The Sorting for Circularity Project is driven by Fashion for Good with catalytic funding provided by Laudes Foundation and facilitated by brand partners, adidas, Bestseller, and Zalando, as well as Inditex as an external partner. Fashion for Good partners Arvind Limited, Birla Cellulose, Levi Strauss & Co., Otto and PVH Corp. are participating as part of the wider working group. Circle Economy leads the creation and implementation of the methodology, with support from Refashion, to assess textile waste composition. Both organisations build on their extensive experience from similar projects, such as the Interreg Fibersort Project and previous textile composition analyses.
The analysis will provide the most representative snapshot of textile waste composition generated in Europe. What is more, Fashion for Good and Circle Economy will map the current and future capabilities of textile recyclers in the region – illuminating crucial gaps between the sorting and recycling industry, and the innovation, investment and policy changes required to accelerate circularity.

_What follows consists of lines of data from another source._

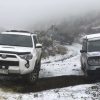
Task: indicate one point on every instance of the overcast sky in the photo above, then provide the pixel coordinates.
(22, 14)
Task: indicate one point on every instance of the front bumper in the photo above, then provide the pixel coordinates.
(16, 65)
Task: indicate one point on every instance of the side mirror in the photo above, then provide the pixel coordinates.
(38, 45)
(83, 51)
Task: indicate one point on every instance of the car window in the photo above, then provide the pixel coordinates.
(16, 40)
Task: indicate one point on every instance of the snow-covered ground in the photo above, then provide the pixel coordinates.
(68, 64)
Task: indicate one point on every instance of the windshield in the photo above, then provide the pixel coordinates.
(94, 46)
(15, 40)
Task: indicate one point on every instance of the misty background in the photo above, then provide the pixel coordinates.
(57, 22)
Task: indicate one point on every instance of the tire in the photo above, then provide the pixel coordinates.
(33, 76)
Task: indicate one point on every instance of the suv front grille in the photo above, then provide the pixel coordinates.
(9, 63)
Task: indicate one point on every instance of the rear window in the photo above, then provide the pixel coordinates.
(15, 40)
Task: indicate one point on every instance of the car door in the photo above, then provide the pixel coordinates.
(38, 50)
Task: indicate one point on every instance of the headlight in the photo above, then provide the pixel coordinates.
(26, 56)
(95, 61)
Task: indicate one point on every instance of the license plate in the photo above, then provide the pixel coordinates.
(3, 71)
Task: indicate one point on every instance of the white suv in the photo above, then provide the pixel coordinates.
(20, 53)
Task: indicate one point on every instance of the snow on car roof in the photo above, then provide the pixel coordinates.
(18, 33)
(92, 36)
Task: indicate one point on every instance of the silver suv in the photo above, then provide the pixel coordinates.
(90, 55)
(20, 54)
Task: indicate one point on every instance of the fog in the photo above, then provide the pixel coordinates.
(35, 14)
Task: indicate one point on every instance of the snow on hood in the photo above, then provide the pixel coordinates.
(90, 54)
(15, 49)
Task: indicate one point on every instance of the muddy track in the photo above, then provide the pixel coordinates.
(20, 86)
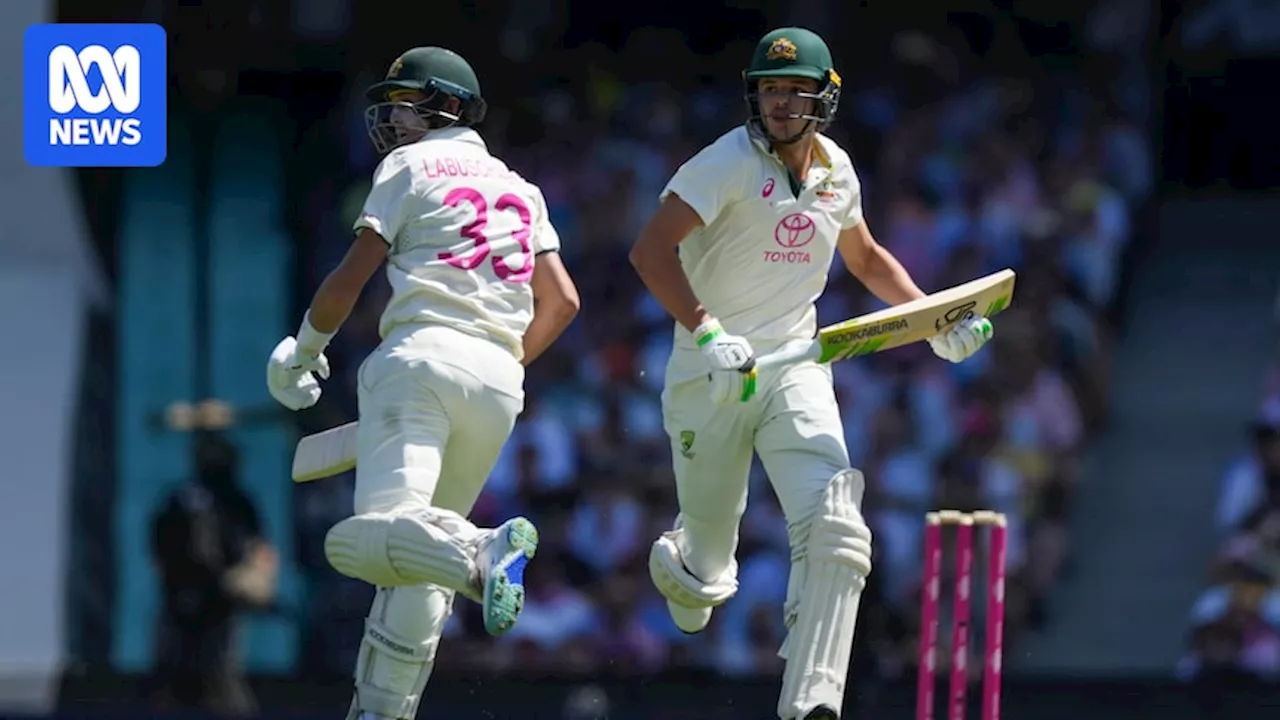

Findings from this research will ultimately enable sorters to take action through the support of a digital platform that matches their textile waste with recyclers. This open-source platform will bring greater transparency, spark greater harmonisation between the industries, and ensure the learnings contribute to foundational change for the industry at large.
The project brings together the largest industrial textile sorters in the North-West European region; including the Boer Group, I:CO (a part of SOEX Group), JMP Wilcox (a part of Textile Recycling International) and Texaid, placing key industry players firmly at the heart of the project and driving the industry towards greater circularity.
The French accredited Extended Producer Responsibility (EPR) eco-organisation Refashion, a key project partner, provides input into the methodology and leads the NIR scanner calibration. Aligning the Sorting for Circularity Project with their own study in France ensures methodologies and findings can be standardised, compared and implemented on a larger scale.